TCGA-lung: please share the training-validation / test split #67

Closed GeorgeBatch closed 4 months ago

GeorgeBatch commented 1 year ago

Hi Bin,

I got the summary of what you kindly made available:

Can you please share which subset of the patches (which WSIs) you used to train the Embedder? I would like to try a different aggregation model on the same TCGA multiscale features. But it would only make sense to train-validate the model on the same train-validation set as you did and test the model on a separate test set since, as I understand, during the SimCLR pre-training, you have exposed the embedder only to the train-validation portion of the TCGA and kept the test set truly unseen even to an embedder.

Many thanks, George

GeorgeBatch commented 1 year ago

Downloading the zip files:

When downloading the TCGA Multiscale features, I clicked "download" from Chrome.

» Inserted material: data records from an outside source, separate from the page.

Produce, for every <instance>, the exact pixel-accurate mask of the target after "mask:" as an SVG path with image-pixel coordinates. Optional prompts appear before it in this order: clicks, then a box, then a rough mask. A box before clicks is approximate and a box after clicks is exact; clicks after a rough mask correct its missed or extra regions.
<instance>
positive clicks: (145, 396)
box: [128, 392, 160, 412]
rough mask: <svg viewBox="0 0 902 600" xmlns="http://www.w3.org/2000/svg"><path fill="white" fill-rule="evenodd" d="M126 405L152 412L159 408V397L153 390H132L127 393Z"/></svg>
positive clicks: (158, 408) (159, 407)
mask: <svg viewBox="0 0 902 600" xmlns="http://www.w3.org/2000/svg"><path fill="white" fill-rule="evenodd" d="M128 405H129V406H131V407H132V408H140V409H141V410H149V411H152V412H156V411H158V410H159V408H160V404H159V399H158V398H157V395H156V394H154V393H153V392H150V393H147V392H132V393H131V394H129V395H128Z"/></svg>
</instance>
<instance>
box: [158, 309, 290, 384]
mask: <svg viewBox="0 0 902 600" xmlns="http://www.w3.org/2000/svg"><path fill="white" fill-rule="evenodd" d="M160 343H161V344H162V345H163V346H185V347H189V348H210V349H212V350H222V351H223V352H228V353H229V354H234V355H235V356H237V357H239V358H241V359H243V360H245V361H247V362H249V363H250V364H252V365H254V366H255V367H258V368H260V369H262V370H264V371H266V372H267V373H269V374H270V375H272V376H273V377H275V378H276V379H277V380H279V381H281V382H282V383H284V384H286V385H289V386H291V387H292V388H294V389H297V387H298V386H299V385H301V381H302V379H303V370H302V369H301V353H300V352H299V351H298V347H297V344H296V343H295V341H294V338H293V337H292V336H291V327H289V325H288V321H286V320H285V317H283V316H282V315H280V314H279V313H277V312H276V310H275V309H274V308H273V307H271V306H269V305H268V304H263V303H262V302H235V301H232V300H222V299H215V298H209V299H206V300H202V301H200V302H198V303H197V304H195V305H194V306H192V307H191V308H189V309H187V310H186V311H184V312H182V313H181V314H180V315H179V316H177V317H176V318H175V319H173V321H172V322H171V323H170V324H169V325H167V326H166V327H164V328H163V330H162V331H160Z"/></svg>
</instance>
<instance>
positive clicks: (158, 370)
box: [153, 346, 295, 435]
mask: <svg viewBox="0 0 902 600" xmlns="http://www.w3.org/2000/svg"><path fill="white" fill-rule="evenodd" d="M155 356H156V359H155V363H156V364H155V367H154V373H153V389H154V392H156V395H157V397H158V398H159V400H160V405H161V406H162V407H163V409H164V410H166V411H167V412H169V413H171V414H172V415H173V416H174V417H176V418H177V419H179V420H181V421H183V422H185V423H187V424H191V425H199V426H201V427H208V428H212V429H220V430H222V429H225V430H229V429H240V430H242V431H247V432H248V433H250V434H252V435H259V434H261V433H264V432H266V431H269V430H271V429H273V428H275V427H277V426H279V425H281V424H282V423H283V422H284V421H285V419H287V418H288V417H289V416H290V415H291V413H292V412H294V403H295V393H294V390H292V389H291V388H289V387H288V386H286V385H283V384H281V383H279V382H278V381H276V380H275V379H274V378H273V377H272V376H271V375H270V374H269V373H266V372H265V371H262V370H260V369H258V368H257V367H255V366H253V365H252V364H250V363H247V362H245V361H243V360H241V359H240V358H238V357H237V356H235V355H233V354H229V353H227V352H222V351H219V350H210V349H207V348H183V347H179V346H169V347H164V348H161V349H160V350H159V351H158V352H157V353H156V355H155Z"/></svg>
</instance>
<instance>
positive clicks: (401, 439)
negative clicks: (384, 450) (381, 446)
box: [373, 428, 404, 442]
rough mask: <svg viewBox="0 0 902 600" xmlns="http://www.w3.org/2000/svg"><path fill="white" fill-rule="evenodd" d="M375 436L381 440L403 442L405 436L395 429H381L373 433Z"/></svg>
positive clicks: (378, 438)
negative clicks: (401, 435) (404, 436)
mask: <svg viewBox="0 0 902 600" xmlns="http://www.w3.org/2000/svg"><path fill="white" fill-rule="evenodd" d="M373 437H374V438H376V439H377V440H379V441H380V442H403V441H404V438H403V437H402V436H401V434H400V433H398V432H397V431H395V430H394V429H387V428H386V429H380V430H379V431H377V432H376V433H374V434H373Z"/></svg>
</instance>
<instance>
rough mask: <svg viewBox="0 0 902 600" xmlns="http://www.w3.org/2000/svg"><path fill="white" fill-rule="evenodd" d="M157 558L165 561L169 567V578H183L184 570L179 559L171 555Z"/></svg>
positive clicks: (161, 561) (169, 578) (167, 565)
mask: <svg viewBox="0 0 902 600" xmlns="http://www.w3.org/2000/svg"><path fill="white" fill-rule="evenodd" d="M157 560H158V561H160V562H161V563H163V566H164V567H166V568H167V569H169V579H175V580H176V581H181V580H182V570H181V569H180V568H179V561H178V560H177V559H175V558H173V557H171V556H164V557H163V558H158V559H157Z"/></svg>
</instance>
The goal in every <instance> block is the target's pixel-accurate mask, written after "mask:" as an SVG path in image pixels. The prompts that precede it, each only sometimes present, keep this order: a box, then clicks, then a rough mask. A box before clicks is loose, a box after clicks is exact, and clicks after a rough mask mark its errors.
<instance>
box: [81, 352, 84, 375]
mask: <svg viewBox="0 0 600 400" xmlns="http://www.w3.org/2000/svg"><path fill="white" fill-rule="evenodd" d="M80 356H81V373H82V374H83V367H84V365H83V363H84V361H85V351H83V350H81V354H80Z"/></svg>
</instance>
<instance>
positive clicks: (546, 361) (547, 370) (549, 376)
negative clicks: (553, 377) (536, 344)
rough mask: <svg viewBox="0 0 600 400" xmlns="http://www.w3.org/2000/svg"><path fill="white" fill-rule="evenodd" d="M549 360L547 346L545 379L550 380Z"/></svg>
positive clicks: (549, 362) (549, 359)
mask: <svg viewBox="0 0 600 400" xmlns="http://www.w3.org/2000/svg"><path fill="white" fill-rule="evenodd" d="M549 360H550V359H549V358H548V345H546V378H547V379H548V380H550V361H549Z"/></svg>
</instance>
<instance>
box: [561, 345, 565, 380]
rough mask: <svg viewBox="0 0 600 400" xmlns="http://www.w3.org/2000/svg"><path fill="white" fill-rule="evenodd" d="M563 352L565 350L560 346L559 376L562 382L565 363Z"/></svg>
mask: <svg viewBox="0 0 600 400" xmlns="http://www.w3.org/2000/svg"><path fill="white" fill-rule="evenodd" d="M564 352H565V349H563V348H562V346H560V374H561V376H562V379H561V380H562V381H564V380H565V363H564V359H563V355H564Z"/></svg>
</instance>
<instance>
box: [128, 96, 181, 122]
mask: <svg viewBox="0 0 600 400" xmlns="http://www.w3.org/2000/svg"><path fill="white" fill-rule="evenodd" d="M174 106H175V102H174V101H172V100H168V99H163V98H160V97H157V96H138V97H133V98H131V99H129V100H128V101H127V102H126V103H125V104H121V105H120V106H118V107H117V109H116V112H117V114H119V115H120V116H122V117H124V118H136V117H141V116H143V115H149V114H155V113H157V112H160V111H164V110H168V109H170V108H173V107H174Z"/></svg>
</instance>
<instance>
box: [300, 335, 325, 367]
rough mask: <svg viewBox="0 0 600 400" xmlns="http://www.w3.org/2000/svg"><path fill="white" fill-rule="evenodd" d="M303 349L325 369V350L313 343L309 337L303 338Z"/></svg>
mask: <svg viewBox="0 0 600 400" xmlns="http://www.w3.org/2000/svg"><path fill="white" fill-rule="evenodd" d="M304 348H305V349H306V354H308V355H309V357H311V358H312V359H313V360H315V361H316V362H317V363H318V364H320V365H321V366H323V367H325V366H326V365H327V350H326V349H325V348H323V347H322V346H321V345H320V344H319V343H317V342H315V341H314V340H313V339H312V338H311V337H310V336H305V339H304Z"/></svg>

The zip file, however, was downloaded as 13 different zip archives for me. It was too big to download all at the same time.

Download TCGA multiscale patches failed for me. It is 60GB, and the download was interrupted every time I tried to download it.

da-nial commented 7 months ago

Hi @GeorgeBatch Hope you're doing well. Did you by any chance find out the train/validation/test split that was used to train the TCGA embedder? I contacted Bin, but unfortunately, they don't remember this as it was far in the past.

Thanks in advance.

GeorgeBatch commented 4 months ago

Hi @da-nial, unfortunately, I got the same reply. I am working under the assumption that the test set specified here was not used in the self-supervised training. So, I used the same split in my experiments when using the self-supervised feature extractor.